In conclusion, problems associated with the imperfect specificity of NSP tests may be overcome by a resampling and retesting programme, but the requirement to use serosurveillance to prove complete absence of any persistently infected cattle in a vaccinated population cannot be met. However, the risk associated with a low level of undetected carriers will be low. This risk needs to be better quantified and compared to the risks of other control policies, including the previously accepted one of non-vaccination. The revision of the OIE guidelines for serosurveillance requirements in countries wishing to attain the status of FMD-free with vaccination and the transposition of the new EC Directive on FMD with its effects also on imports might conceivably lead European countries to include in their contingency planning an approach to disease control in which emergency vaccination could be followed by serosurveillance to detect virus circulation rather than infection (including detection of all carriers).

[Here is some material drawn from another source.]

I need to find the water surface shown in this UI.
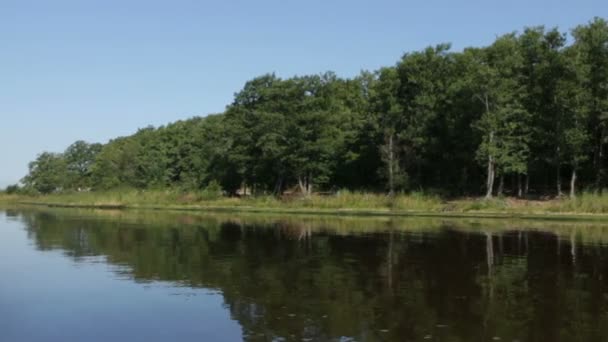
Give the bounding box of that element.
[0,209,608,342]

However, there is currently no provision in the OIE code for a country that was previously FMD-free without vaccination to use emergency vaccination to help control an outbreak and then move rapidly to the status of FMD-free with vaccination; only countries that were FMD-free with vaccination in the first place can regain this status within 6 or 18 months, depending on the scenario.
Therefore, following an outbreak of FMD in a previously free-without vaccination country or zone there is the imperative need to regain free status followed by a decision whether this status will in future be maintained with or without regular prophylactic vaccination. While this situation may hypothetically become relevant also for certain peripheral parts of the Community where the FMD situation in a neighbour country deteriorates and intervention by the Community on the territory of that country would not be admitted, the disadvantages including difficulties in maintaining an adequate separation of livestock and their products within the two zones and possible trade disincentives for the zone which was free without vaccination (including the rest of the European Community) still make this a questionable option. Furthermore, such an approach is not in line with EU legislation.
References
Anon (2003). Council Directive 2003/85/EC on Community measures for the control of foot-and-mouth disease repealing Directive 85/511/EEC and Decisions 89/531/EEC and 96/665/EEC and amending Directive 92/46/EEC. Official Journal of the European Union L306, Volume 46, 22 November 2003.

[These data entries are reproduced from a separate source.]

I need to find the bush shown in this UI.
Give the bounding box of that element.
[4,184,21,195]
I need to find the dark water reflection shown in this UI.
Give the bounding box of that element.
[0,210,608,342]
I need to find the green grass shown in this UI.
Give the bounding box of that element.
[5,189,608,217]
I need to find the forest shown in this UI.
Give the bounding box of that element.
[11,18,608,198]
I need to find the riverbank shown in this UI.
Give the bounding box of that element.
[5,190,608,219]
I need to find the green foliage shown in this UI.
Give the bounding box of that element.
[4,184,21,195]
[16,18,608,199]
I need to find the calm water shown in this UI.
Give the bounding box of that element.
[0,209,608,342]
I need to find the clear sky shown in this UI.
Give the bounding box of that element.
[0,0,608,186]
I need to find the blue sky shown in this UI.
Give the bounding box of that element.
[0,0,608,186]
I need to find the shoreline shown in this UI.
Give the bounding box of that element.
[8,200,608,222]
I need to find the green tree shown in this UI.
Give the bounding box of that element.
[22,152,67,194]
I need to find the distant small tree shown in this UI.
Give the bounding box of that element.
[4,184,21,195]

Cox, SJ, Voyce, C, Parida, S, Reid, SM, Hamblin, PA, Paton, DJ & Barnett, PV (In press) Protection against direct contact challenge following emergency FMD vaccination of cattle and the effect on virus excretion from the oropharynx. Vaccine.
Sutmoller P & Gaggero A (1965) Foot and mouth disease virus carriers. Veterinary Record 77, 968969.
Authors Conclusions
• It will not be possible to prove complete absence of infection (including detection of every carrier) by serosurveillance and this problem will be greatest in small herds.
Authors Recommendations
• More detailed guidelines are required for use of NSP serosurveillance in support of emergency vaccination-to-live policies in countries currently FMD-free without vaccination.
• Consideration could be given to use of an approach to disease control in which emergency vaccination in previously FMD-free countries could be followed by serosurveillance to detect virus circulation rather than infection (including detection of all carriers).